Axial spondyloarthritis (axSpA) is an immune-mediated condition characterized by chronic inflammation of the sacroiliac joints (SIJs) and axial skeleton. Inflammation is thought to originate at sites where ligaments and tendons attach to bones (entheses), leading to erosions and new bone formation by mechanisms that are not entirely clear.1,2 For over a decade, the dominant pathogenic paradigm has centered on the dominance of the T helper cell (Th) 1 pathway and tumor necrosis factor alpha (TNF-α).1 Several pathways have been implicated in the development of axSpA, including one focusing on human leukocyte antigen (HLA)-B27, which is a class I major histocompatibility complex molecule.
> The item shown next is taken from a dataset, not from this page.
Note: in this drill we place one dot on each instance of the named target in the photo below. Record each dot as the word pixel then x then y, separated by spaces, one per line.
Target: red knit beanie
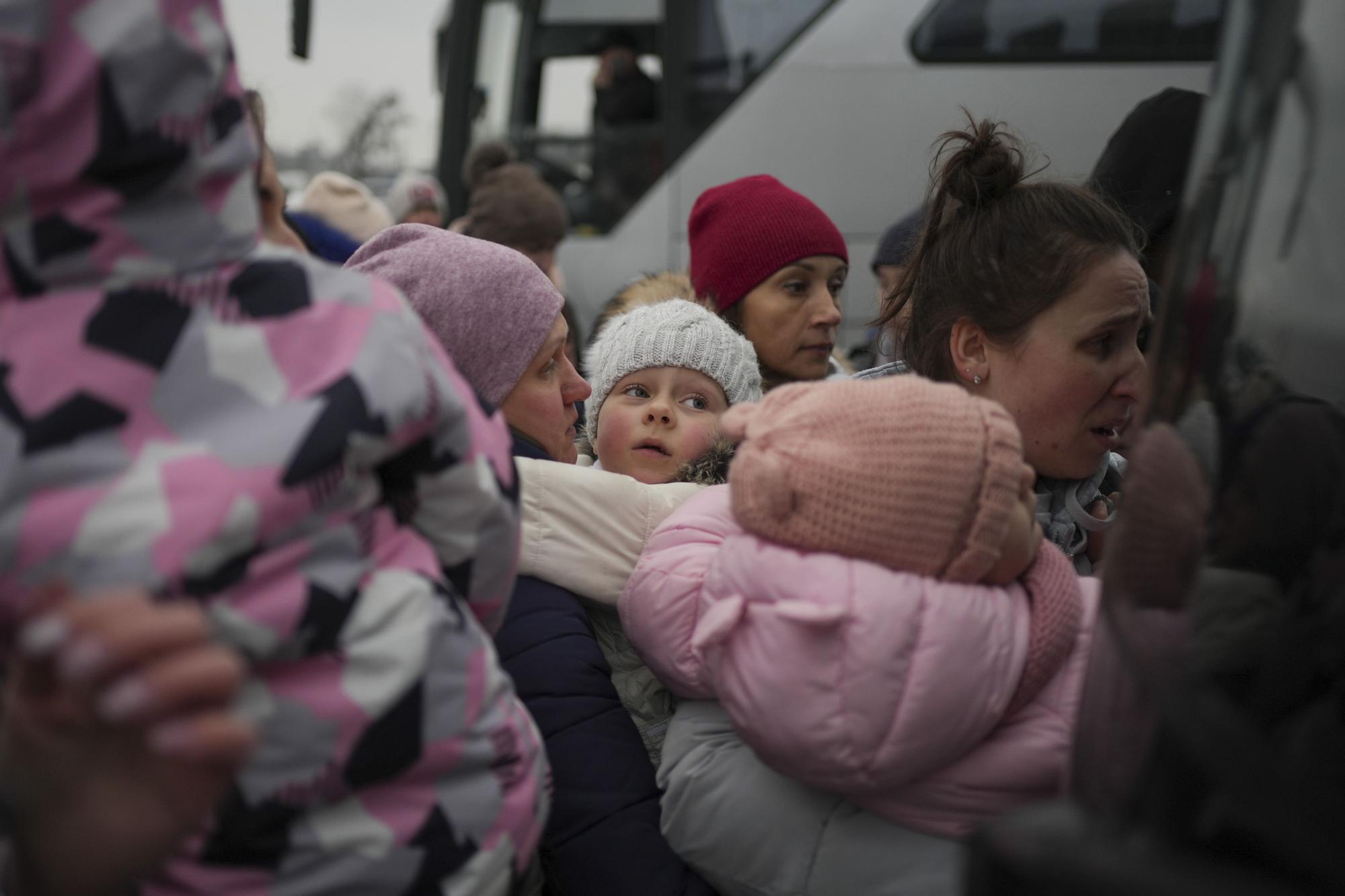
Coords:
pixel 743 232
It has been suggested that HLA-B27 may present neoantigens to T cells, resulting in the release of various cytokines that include interleukin (IL)-17 and IL-23. IL-17, in particular, is a proinflammatory cytokine, and the discovery of IL-23 and other members of the IL-17 pathway has led to the consideration of these cytokines having a significant role in the immunopathogenesis of axSpA.1,2
The increased frequency of Th17 cells in these conditions underscores the concept that these disorders can be viewed on a spectrum. Reports of dysbiosis in the gut microbiome of AS patients support previous work indicating a possible causal relationship between altered gut flora, ileocolonic inflammation, and axSpA.1
- Paine A, Ritchlin CT. Targeting the interleukin-23/17 axis in axial spondyloarthritis. Curr Opin Rheumatol. 2016;28:359-367.
- Torgutalp M, Poddubnyy D. IL-17 inhibition in axial spondyloarthritis: current and future perspectives. Expert Opin Biol Ther. 2019;19:631-641.